Although the cause of type 1 diabetes isn't known, it is likely that genetic and environmental factors work together to trigger the immune system to destroy the insulin producing cells. Relatives of people with type 1 diabetes are at a 10 to 15 percent greater risk for developing the disease.

What Treatments Exist for Type 1 Diabetes?

People with type 1 diabetes manage their diabetes by taking insulin everyday along with healthy eating and physical activity. The goal is to keep the blood sugar level as close to normal as possible. An important landmark study called the Diabetes Control and Complications Trial (DCCT) provided important evidence that maintaining blood sugars as close to normal as possible can help to prevent, or minimize, the occurrence of complications in people with type 1 diabetes.

There have been many advances in the treatment of type 1 diabetes.

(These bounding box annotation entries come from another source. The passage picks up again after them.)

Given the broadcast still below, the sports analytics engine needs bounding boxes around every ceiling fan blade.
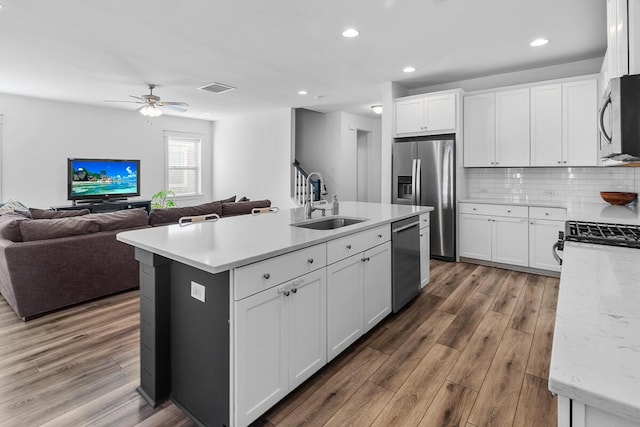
[104,99,144,104]
[161,105,187,113]
[158,101,189,107]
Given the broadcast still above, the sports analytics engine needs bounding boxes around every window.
[166,132,202,196]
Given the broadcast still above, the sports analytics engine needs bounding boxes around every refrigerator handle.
[413,159,422,206]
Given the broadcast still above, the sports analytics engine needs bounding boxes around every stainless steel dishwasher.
[391,215,420,313]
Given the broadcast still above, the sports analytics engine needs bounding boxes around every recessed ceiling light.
[529,39,549,47]
[342,28,360,38]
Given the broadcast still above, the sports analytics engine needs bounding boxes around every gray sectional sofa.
[0,198,271,320]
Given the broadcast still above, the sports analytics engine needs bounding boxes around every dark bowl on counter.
[600,191,638,206]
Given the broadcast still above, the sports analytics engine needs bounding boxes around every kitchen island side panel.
[135,248,172,408]
[171,262,230,426]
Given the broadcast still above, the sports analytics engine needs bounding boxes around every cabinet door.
[531,84,560,166]
[424,93,456,131]
[235,286,289,425]
[286,268,327,390]
[496,89,529,167]
[562,79,598,166]
[396,98,424,135]
[529,220,564,271]
[491,217,529,266]
[463,93,495,167]
[364,242,391,332]
[420,227,431,288]
[327,253,364,361]
[460,214,491,261]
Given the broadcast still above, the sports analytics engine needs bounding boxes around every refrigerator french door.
[392,135,456,261]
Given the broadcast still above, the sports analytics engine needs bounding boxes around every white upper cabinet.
[531,79,598,166]
[603,0,640,77]
[463,93,495,167]
[495,88,529,167]
[562,79,598,166]
[463,88,529,167]
[395,93,456,137]
[531,84,562,166]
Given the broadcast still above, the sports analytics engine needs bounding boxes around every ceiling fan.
[104,84,189,117]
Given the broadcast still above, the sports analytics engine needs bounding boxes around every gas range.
[560,221,640,248]
[552,221,640,265]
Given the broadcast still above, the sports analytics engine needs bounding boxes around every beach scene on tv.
[71,161,138,197]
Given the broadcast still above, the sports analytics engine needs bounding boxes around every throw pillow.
[222,200,271,216]
[20,216,100,242]
[29,208,91,219]
[149,201,222,226]
[0,212,28,242]
[85,208,149,231]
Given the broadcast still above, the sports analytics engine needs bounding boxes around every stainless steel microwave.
[598,74,640,164]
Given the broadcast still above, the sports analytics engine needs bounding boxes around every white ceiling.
[0,0,606,120]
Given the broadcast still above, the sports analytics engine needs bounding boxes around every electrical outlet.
[191,282,205,302]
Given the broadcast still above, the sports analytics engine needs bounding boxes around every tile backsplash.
[465,167,640,203]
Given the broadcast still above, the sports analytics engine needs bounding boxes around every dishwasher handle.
[391,221,420,233]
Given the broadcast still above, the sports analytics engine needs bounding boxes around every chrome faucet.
[304,172,327,219]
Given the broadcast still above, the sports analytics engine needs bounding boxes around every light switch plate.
[191,282,205,302]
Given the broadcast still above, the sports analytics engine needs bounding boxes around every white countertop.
[116,202,433,273]
[460,199,640,225]
[549,242,640,422]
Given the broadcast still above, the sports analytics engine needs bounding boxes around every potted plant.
[151,190,176,209]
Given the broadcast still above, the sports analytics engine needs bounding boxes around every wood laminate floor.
[0,261,558,427]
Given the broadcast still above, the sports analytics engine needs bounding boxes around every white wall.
[213,108,294,208]
[0,94,211,208]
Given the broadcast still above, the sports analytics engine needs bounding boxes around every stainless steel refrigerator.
[392,135,456,261]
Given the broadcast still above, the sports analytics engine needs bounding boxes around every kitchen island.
[117,202,433,426]
[549,242,640,427]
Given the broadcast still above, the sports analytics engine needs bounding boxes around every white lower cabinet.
[327,242,391,360]
[235,268,327,425]
[459,202,566,271]
[529,219,564,271]
[420,227,431,288]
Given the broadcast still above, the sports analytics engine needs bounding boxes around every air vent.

Newer types of insulin have been developed to offer more flexibility in eating patterns and lifestyle. Advances have been made in how insulin is given such as insulin pumps, and there is ongoing research to find ways of giving insulin without the need for injections.

TrialNet researchers are attempting to find ways of preventing or delaying the development of type 1 diabetes. This research is being done in relatives of people with type 1 diabetes because they are at greater risk for developing the disease.

TrialNet researchers are also trying to maintain the insulin producing cells that are present when type 1 diabetes is diagnosed. If even a little insulin production is preserved, this might help make the disease easier to treat.